The last Era, which came out in 2011, was built around some fancy sensor technology. It had a motion sensor — to awaken the device and pair it, you shook it in your hand. The outer shell was touch-sensitive, and you double-tapped the earpiece to answer a call.
All that is gone now. And really, good riddance. Those motion and touch controls may have been gasp-worthy three years ago, but we're now awash in tiny sensors. I have six of them on me as I write this. In 2014, motion and touch interactions make a small device like a Bluetooth earpiece seem far more complicated than it needs to be. It's a thing you use to talk on the phone (something most of us are doing less and less of these days) and maybe to ask Google a simple question. Whatever whiff of magic the touch and motion sensors gave it, they also got in the way of pure functionality and surely gave some users pause. Now, all you need to know is: You turn it on, it's ready to pair automatically, you put it in your ear, and if you need anything, you press the button on the back. Simple.

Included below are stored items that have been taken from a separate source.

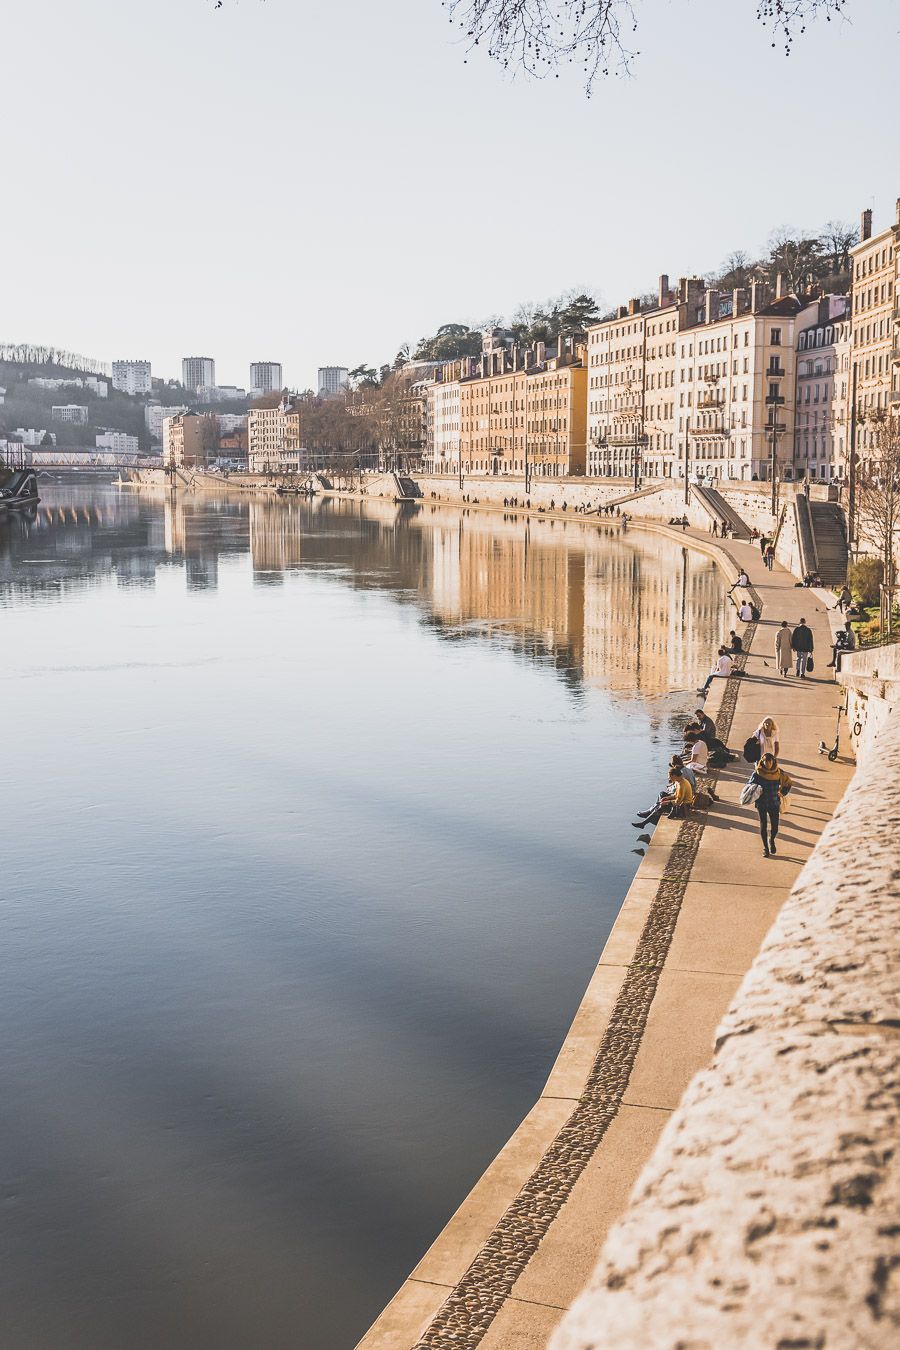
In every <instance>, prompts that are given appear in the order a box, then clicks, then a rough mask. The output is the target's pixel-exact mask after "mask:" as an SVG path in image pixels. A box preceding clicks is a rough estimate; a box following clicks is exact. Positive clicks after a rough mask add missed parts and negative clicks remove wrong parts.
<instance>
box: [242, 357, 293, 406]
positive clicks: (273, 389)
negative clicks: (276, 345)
mask: <svg viewBox="0 0 900 1350" xmlns="http://www.w3.org/2000/svg"><path fill="white" fill-rule="evenodd" d="M283 387H285V385H283V378H282V370H281V362H278V360H254V362H252V363H251V366H250V396H251V398H262V396H263V394H279V393H281V390H282V389H283Z"/></svg>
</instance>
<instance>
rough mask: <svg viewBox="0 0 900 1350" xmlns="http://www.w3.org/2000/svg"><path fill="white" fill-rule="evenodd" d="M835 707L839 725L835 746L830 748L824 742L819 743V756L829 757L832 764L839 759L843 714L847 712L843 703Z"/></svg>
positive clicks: (834, 737)
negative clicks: (837, 717) (825, 756)
mask: <svg viewBox="0 0 900 1350" xmlns="http://www.w3.org/2000/svg"><path fill="white" fill-rule="evenodd" d="M835 707H837V710H838V725H837V726H835V729H834V745H833V747H831V748H828V747H827V745H826V744H824V741H819V755H827V756H828V761H830V763H831V764H834V761H835V760H837V757H838V747H839V744H841V713H845V711H846V709H845V706H843V703H835Z"/></svg>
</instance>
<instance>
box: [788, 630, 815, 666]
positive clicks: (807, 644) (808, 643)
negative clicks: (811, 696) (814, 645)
mask: <svg viewBox="0 0 900 1350" xmlns="http://www.w3.org/2000/svg"><path fill="white" fill-rule="evenodd" d="M814 645H815V644H814V641H812V629H811V628H808V626H807V621H806V618H801V620H800V622H799V624H797V626H796V628H795V629H793V632H792V633H791V651H792V652H793V655H795V656H796V661H797V666H796V670H797V676H799V678H800V679H806V678H807V666H808V664H810V657H811V656H812V648H814Z"/></svg>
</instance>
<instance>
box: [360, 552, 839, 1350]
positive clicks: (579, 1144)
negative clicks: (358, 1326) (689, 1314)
mask: <svg viewBox="0 0 900 1350" xmlns="http://www.w3.org/2000/svg"><path fill="white" fill-rule="evenodd" d="M653 528H665V526H658V525H657V526H653ZM676 537H679V539H683V537H685V536H683V535H681V532H677V535H676ZM685 541H691V543H694V544H695V545H698V547H703V548H704V551H710V549H714V551H716V553H718V556H719V560H721V563H722V566H723V568H725V571H726V575H729V576H730V578H733V576H734V575H737V568H738V566H745V567H746V568H748V571H749V574H750V580H752V585H753V587H754V591H756V594H757V595H758V598H760V599H761V602H762V606H764V616H762V621H761V622H760V624H758V625H750V629H749V630H748V634H746V637H748V640H749V643H750V649H749V656H748V660H746V674H745V675H743V678H742V679H737V678H734V679H730V680H727V682H726V680H716V682H714V686H712V693H711V697H710V699H708V705H707V706H708V707H710V710H711V711H712V715H714V717H716V720H718V722H719V732H721V733H725V736H727V737H729V740H730V744H731V745H733V747H735V745H737V747H739V745H742V744H743V740H745V738H746V737H748V736H749V734H750V733H752V732H753V730H754V728H756V726H757V724H758V722H760V721H761V720H762V717H765V715H773V717H775V718H776V720H777V722H779V724H780V726H781V747H783V752H781V755H783V763H784V765H785V767H787V768H788V771H789V772H791V775H792V778H793V780H795V795H793V805H792V809H791V813H789V814H788V815H787V818H785V821H784V823H783V829H781V836H780V848H779V853H777V856H776V857H773V859H769V860H764V859H762V856H761V841H760V836H758V825H757V818H756V811H753V810H752V809H746V807H741V806H739V805H738V795H739V790H741V786H742V783H743V782H745V779H746V774H748V767H746V765H745V764H742V763H739V764H733V765H730V767H729V768H727V769H726V771H723V772H722V774H721V775H719V779H718V791H719V792H721V802H718V803H715V805H714V807H712V809H711V810H708V811H695V813H692V815H691V818H690V819H687V821H684V822H672V821H663V822H660V825H658V826H657V829H656V832H654V834H653V838H652V842H650V845H649V846H648V850H646V856H645V857H644V859H642V861H641V865H640V868H638V871H637V875H636V879H634V882H633V884H631V887H630V890H629V894H627V896H626V899H625V902H623V904H622V910H621V913H619V917H618V919H617V923H615V926H614V929H613V933H611V934H610V938H609V941H607V942H606V946H604V949H603V952H602V954H600V958H599V961H598V965H596V969H595V973H594V977H592V980H591V984H590V987H588V991H587V994H586V996H584V999H583V1002H582V1006H580V1008H579V1011H578V1015H576V1018H575V1022H573V1025H572V1029H571V1031H569V1035H568V1037H567V1039H565V1042H564V1045H563V1049H561V1052H560V1056H559V1058H557V1062H556V1065H555V1066H553V1071H552V1073H551V1077H549V1079H548V1083H546V1087H545V1089H544V1092H542V1095H541V1098H540V1100H538V1103H537V1104H536V1107H534V1108H533V1111H532V1112H530V1114H529V1116H528V1118H526V1119H525V1122H522V1126H521V1127H519V1129H518V1130H517V1131H515V1134H514V1135H513V1138H511V1139H510V1142H509V1143H507V1145H506V1147H505V1149H503V1150H502V1152H501V1154H499V1156H498V1157H497V1158H495V1161H494V1162H493V1164H491V1166H490V1168H488V1170H487V1172H486V1174H484V1176H483V1177H482V1180H480V1181H479V1183H478V1185H476V1187H475V1189H474V1191H472V1193H471V1195H470V1196H468V1197H467V1200H466V1201H464V1203H463V1206H461V1207H460V1210H459V1211H457V1214H456V1215H455V1216H453V1218H452V1219H451V1222H449V1223H448V1226H447V1228H445V1230H444V1231H443V1233H441V1234H440V1237H439V1238H437V1241H436V1242H434V1245H433V1246H432V1249H430V1250H429V1251H428V1253H426V1254H425V1257H424V1258H422V1261H421V1262H420V1264H418V1266H417V1268H416V1269H414V1270H413V1273H412V1276H410V1277H409V1280H407V1281H406V1282H405V1284H403V1287H402V1288H401V1289H399V1292H398V1295H397V1296H395V1299H394V1300H393V1301H391V1304H390V1305H389V1307H387V1308H386V1309H385V1312H383V1314H382V1316H381V1318H379V1319H378V1320H376V1323H375V1324H374V1326H372V1328H371V1330H370V1332H368V1334H367V1335H366V1338H364V1339H363V1342H362V1346H363V1347H364V1350H375V1347H379V1350H385V1347H390V1350H406V1347H412V1346H422V1347H441V1346H448V1345H453V1346H464V1347H467V1350H474V1347H476V1346H484V1347H490V1350H501V1347H506V1346H510V1347H511V1346H544V1345H546V1343H548V1342H549V1339H551V1336H552V1335H553V1331H555V1328H556V1327H557V1324H559V1322H560V1319H561V1318H563V1316H564V1314H565V1311H567V1309H568V1308H569V1307H571V1305H572V1304H573V1303H575V1300H576V1299H578V1296H579V1293H580V1291H582V1289H583V1287H584V1284H586V1281H587V1280H588V1277H590V1274H591V1270H592V1269H594V1265H595V1262H596V1257H598V1253H599V1250H600V1247H602V1245H603V1241H604V1238H606V1235H607V1234H609V1231H610V1228H611V1227H613V1224H614V1223H615V1222H617V1220H618V1219H619V1218H621V1216H622V1214H623V1211H625V1210H626V1207H627V1201H629V1192H630V1188H631V1185H633V1184H634V1181H636V1180H637V1177H638V1176H640V1173H641V1170H642V1168H644V1165H645V1164H646V1161H648V1158H649V1157H650V1154H652V1153H653V1149H654V1146H656V1143H657V1139H658V1137H660V1134H661V1131H663V1130H664V1129H665V1126H667V1123H668V1120H669V1118H671V1116H672V1114H673V1111H675V1110H676V1108H677V1106H679V1102H680V1099H681V1095H683V1092H684V1089H685V1088H687V1087H688V1084H690V1083H691V1080H692V1077H694V1075H695V1073H696V1072H698V1071H702V1069H704V1068H706V1066H707V1065H708V1064H710V1060H711V1057H712V1052H714V1041H715V1031H716V1027H718V1026H719V1023H721V1022H722V1019H723V1017H725V1015H726V1011H727V1008H729V1004H730V1003H731V1000H733V998H734V995H735V992H737V990H738V987H739V984H741V980H742V979H743V976H745V975H746V972H748V969H749V968H750V967H752V964H753V961H754V958H756V956H757V953H758V950H760V946H761V944H762V941H764V938H765V934H766V931H768V930H769V927H770V926H772V923H773V921H775V919H776V917H777V914H779V911H780V909H781V906H783V903H784V900H785V898H787V896H788V892H789V891H791V887H792V886H793V884H795V882H796V879H797V875H799V873H800V871H801V868H803V865H804V864H806V861H807V859H808V857H810V855H811V853H812V850H814V848H815V846H816V844H818V841H819V837H820V834H822V830H823V828H824V826H826V823H827V822H828V819H830V818H831V815H833V813H834V810H835V806H837V803H838V801H839V799H841V796H842V794H843V790H845V787H846V784H847V782H849V780H850V776H851V772H853V767H854V765H853V760H851V759H850V757H847V756H842V757H841V759H839V760H838V761H837V763H835V764H828V763H827V761H826V760H823V759H822V757H820V756H819V755H818V742H819V738H820V737H822V736H826V734H828V732H830V729H831V728H833V725H834V722H833V718H834V702H835V686H834V683H833V682H831V680H830V678H827V672H824V675H826V678H822V675H819V674H816V678H815V679H807V680H804V682H799V680H784V679H781V678H780V676H779V675H777V671H776V668H775V659H773V643H775V632H776V629H777V626H779V622H780V620H781V618H785V620H788V622H791V624H792V625H793V624H796V622H797V621H799V618H800V617H801V616H803V617H806V618H807V621H808V622H810V624H811V626H812V629H814V634H815V639H816V655H818V657H819V664H820V666H823V664H824V659H823V657H824V653H826V652H827V648H828V643H830V637H831V625H830V616H828V613H827V610H826V607H824V603H823V601H822V598H820V597H816V595H815V593H812V591H808V590H796V589H795V578H793V576H791V575H789V574H788V572H785V571H784V570H783V568H781V567H779V566H776V568H775V570H773V571H772V572H769V571H766V570H765V568H764V567H762V563H761V559H760V553H758V549H757V548H753V547H749V545H741V544H735V543H731V541H729V544H727V553H725V552H723V551H722V549H719V548H718V547H716V545H715V544H714V543H711V541H710V539H708V535H703V536H700V535H696V533H695V532H692V531H690V532H688V533H687V537H685ZM695 703H696V699H695V698H694V697H691V695H688V697H685V713H687V711H690V709H691V707H694V705H695ZM623 828H627V826H625V822H623ZM707 1241H710V1242H711V1243H715V1237H712V1238H708V1239H707ZM658 1318H660V1322H658V1326H660V1327H661V1334H663V1335H664V1336H665V1335H668V1334H669V1332H671V1334H672V1335H677V1330H679V1328H677V1324H676V1323H675V1322H673V1320H672V1319H671V1318H669V1316H665V1315H664V1314H663V1312H660V1314H658ZM583 1326H584V1324H583ZM591 1335H594V1332H591ZM584 1343H586V1345H588V1343H590V1345H610V1346H611V1345H618V1343H619V1342H617V1341H615V1339H614V1338H611V1339H610V1338H606V1336H604V1335H603V1334H600V1335H594V1339H592V1341H586V1342H584ZM629 1343H630V1342H629ZM634 1343H636V1345H637V1343H638V1342H637V1341H636V1342H634ZM642 1343H644V1345H656V1343H657V1342H654V1341H645V1342H642ZM658 1343H660V1345H663V1343H665V1345H669V1343H671V1345H675V1343H676V1342H675V1339H672V1341H661V1342H658ZM698 1343H708V1345H715V1343H729V1342H715V1341H710V1342H702V1341H700V1342H698ZM734 1343H741V1342H734ZM745 1343H753V1342H752V1341H749V1342H745ZM765 1343H768V1342H765ZM785 1343H787V1342H785ZM810 1343H811V1345H812V1343H815V1342H810ZM772 1345H775V1342H772Z"/></svg>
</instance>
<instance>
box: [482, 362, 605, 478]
mask: <svg viewBox="0 0 900 1350" xmlns="http://www.w3.org/2000/svg"><path fill="white" fill-rule="evenodd" d="M586 450H587V367H586V350H584V346H583V344H582V343H579V342H575V340H573V339H560V343H559V344H557V347H556V350H553V351H551V352H549V354H548V351H546V348H545V346H544V343H537V344H536V346H534V347H533V348H528V350H522V348H519V347H515V346H513V347H510V348H506V347H495V348H491V350H490V351H487V352H486V354H484V355H483V356H482V359H480V365H479V369H478V373H476V374H472V375H467V377H463V378H461V379H460V458H461V467H463V471H464V472H467V474H517V475H521V474H524V472H530V474H534V475H537V477H540V478H561V477H565V475H573V477H580V475H583V474H584V468H586Z"/></svg>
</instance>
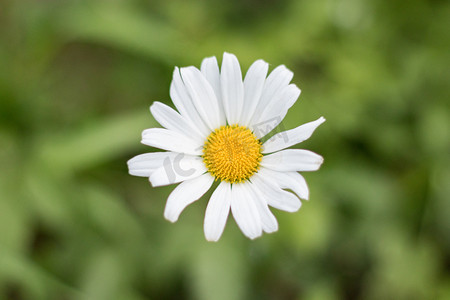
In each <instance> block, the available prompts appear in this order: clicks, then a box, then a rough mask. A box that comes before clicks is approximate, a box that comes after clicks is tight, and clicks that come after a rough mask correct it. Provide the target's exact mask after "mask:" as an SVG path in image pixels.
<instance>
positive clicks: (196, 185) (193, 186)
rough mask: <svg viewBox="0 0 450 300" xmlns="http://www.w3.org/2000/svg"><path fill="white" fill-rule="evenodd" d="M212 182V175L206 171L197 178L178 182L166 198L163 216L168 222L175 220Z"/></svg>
mask: <svg viewBox="0 0 450 300" xmlns="http://www.w3.org/2000/svg"><path fill="white" fill-rule="evenodd" d="M213 182H214V177H212V176H211V175H210V174H209V173H206V174H203V175H202V176H199V177H197V178H194V179H190V180H186V181H184V182H182V183H180V184H179V185H178V186H177V187H176V188H175V189H174V190H173V191H172V193H170V195H169V198H168V199H167V203H166V208H165V209H164V217H165V218H166V219H167V220H169V221H170V222H176V221H177V220H178V217H179V216H180V214H181V212H182V211H183V210H184V209H185V208H186V206H188V205H189V204H191V203H192V202H194V201H196V200H198V199H199V198H200V197H201V196H203V194H205V193H206V192H207V191H208V190H209V188H210V187H211V185H212V183H213Z"/></svg>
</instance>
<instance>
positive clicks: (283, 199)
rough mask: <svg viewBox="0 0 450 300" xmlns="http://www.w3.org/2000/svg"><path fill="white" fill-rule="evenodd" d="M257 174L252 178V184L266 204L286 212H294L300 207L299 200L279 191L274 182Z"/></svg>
mask: <svg viewBox="0 0 450 300" xmlns="http://www.w3.org/2000/svg"><path fill="white" fill-rule="evenodd" d="M270 180H271V178H266V177H264V176H262V175H260V174H259V173H257V174H254V175H253V176H252V183H253V184H254V186H255V188H256V189H258V190H259V191H260V192H261V193H262V195H264V197H265V198H266V201H267V204H269V205H270V206H272V207H275V208H277V209H280V210H284V211H287V212H296V211H297V210H299V209H300V207H301V206H302V203H301V202H300V199H298V198H297V196H295V195H294V194H292V193H290V192H287V191H285V190H283V189H281V187H280V186H278V185H277V184H276V183H275V182H273V181H270Z"/></svg>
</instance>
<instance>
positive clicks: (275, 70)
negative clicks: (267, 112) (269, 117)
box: [252, 65, 294, 123]
mask: <svg viewBox="0 0 450 300" xmlns="http://www.w3.org/2000/svg"><path fill="white" fill-rule="evenodd" d="M293 76H294V74H293V73H292V72H291V71H290V70H288V69H287V68H286V67H285V66H284V65H281V66H278V67H276V68H275V69H274V70H273V71H272V72H271V73H270V74H269V76H268V77H267V79H266V81H265V83H264V88H263V92H262V95H261V100H260V102H259V104H258V107H257V109H256V111H255V114H254V119H255V117H256V116H258V115H261V113H262V111H263V110H264V108H265V107H266V106H267V105H268V104H269V102H270V101H271V100H272V98H274V97H276V95H278V94H279V93H280V92H281V91H282V90H283V89H284V88H285V87H286V86H287V85H288V84H289V82H291V80H292V77H293ZM252 123H255V121H252Z"/></svg>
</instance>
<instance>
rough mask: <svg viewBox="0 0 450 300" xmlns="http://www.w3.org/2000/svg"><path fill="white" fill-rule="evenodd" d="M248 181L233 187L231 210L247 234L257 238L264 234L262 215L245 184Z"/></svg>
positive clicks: (239, 225)
mask: <svg viewBox="0 0 450 300" xmlns="http://www.w3.org/2000/svg"><path fill="white" fill-rule="evenodd" d="M245 184H248V183H237V184H233V185H232V187H231V212H232V213H233V217H234V219H235V220H236V223H237V224H238V226H239V228H240V229H241V231H242V233H244V235H245V236H247V237H249V238H250V239H255V238H257V237H259V236H261V234H262V223H261V217H260V216H259V212H258V207H257V206H256V204H255V202H254V200H253V198H252V197H251V196H250V195H248V193H247V191H246V189H245V188H243V186H244V185H245Z"/></svg>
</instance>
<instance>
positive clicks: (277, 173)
mask: <svg viewBox="0 0 450 300" xmlns="http://www.w3.org/2000/svg"><path fill="white" fill-rule="evenodd" d="M258 174H260V175H261V176H263V177H265V178H268V179H269V181H273V182H275V183H277V184H278V185H279V186H280V187H281V188H283V189H290V190H292V191H293V192H294V193H296V194H297V196H298V197H300V198H301V199H305V200H308V199H309V189H308V185H307V184H306V180H305V178H303V176H302V175H300V174H299V173H297V172H278V171H273V170H270V169H267V168H261V169H260V170H259V171H258Z"/></svg>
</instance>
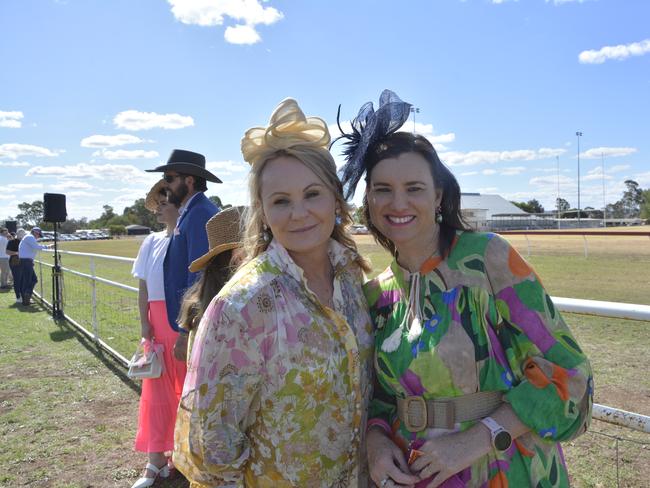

And so tiny! 2011's Era was about twice the size of this one. The new Era is almost exactly 1.5-inches long, and it sticks out less than an inch from the ear. Hippies, mods, and long-hairs will find it stays hidden beneath their curls. Individuals with dark beards or sideburns will be surprised at how easily it blends in to their facial ornamentation. The social awkwardness of these devices — "I really don't want one of those dorky things sticking out of my ear" — has been mitigated. It's still clearly a Bluetooth earpiece, but the dork factor has been significantly reduced. The smallness of the Era is a big step for wireless earpieces, distancing them from "taxi driver and UPS worker" territory and edging them closer to discreet, everyman devices. I fully expect the next iteration (or the one after that) to look like the round plugs the characters wear in the movie Her.